You are viewing an old version of this page. View the current version.

Compare with Current View Page History

« Previous Version 4 Next »

Contents:

Related pages:

 

Kiuwan analysis for deliveries "in progress"

When Kiuwan Local Analyzer is deployed in the SAP system, you may analyze a delivery currently in progress by specifying a change request (CR) or task id and an analysis label.

The code associated with the provided CR (or task) will be downloaded and analyzed into the SAP system.

 

 

 

 

 

 

 

 

You can select either a Request or a Task.
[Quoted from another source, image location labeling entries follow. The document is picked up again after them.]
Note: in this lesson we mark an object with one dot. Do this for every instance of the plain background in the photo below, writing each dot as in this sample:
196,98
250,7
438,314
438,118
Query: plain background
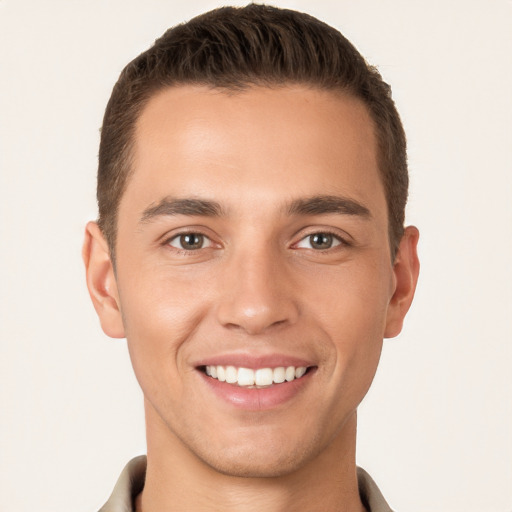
436,428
Just simpley select the right request/task. 

Note: If you are selecting a task, be sure you select the correct task type.

 

 

 

 

 

 

Once you have selected your Request/Task, you can specify a label for your analysis (so you can easily find it further at Kiuwan website).

After clicking Execute button, provess is as follows:

  1. Source code associated to Request/Task is downloaded
    1. Download directory is <DIR_HOME>/sape4k/code/<ReqTask_ID> (you can use AL11 transaction to inspect DIR_HOME value)
      1. in linux,tipycally  /usr/sap/<SAP_SID>/D<Instance_Number>/work
      2. in windows, change / by <drive>:\
    2. Under <DIR_HOME>/sape4k/code/<ReqTask_ID>, there will be a directory for every SAP Package involved in the CR/Task 
    3. Important: Only  "Active" objects will be exported and analyzed
  2. For every SAP package contained into the Request/Task, a Kiuwan analysis is executed :
    1. using "SAP package name" as "Kiuwan application name" (-n <SAP_package_name>, see Kiuwan Local Analyzer CLI - Command Line Interface)
    2. using <DIR_HOME>/sape4k/code/<ReqTask_ID>/<SAP_Package_Name> as source dir ( -s <SAP_Package_Name>)
    3. using Analysis label as Kiuwan analysis lable (-l <Analysis label>)
    4. the analysis is executed as a Partial Delivery (-as partialDelivery) 
    5. the analysis will use Request/Task ID as Kiuwan change request name (-cr <Request/Task ID>)
    6. the delivery will be marked in Kiuwan as In Progress (-crs inprogress)
    7. the analysis will wait for results (-wr) from Kiuwan cloud (i.e. it will be blocked until the cloud analysis finishes) 
  3. The process will analyze every SAP package unless a not-successful return code is received (ret code != 0) 
    1. In case of a not-successful analysys, a window is displayed with the message
    2. Bear in mind that a special case is when the Audit associated to the analysis of a package fails. This condition will stop the whole analysis.

 

 

 

 

 

A 'transport order' for a change request / task in SAP Change Transport System (CTS) could be released using transaction SE10 (among others).

SAP provides an enhancement to 'hook' the release action with custom code to check the contents of the transport order. You may register an implementation for it, and activate it.

 

The implementation may leverage Kiuwan audits for checking that the source code in the transport order to be released satisfies quality / security constraints.

 

This uses the classic BAdI CTS_REQUEST_CHECK.

Such implementation should:

  1. Extract source code for objects in the transport order. 
  2. Run analysis with Kiuwan Local Analyzer. 
  3. Check that the audit checkpoints pass. 
  4. Cancel the release when the audit does not pass.

 

  The Kiuwan Local Analyzer should be deployed in the SAP system, with the ZKW_KLA_AGENT OS command registered.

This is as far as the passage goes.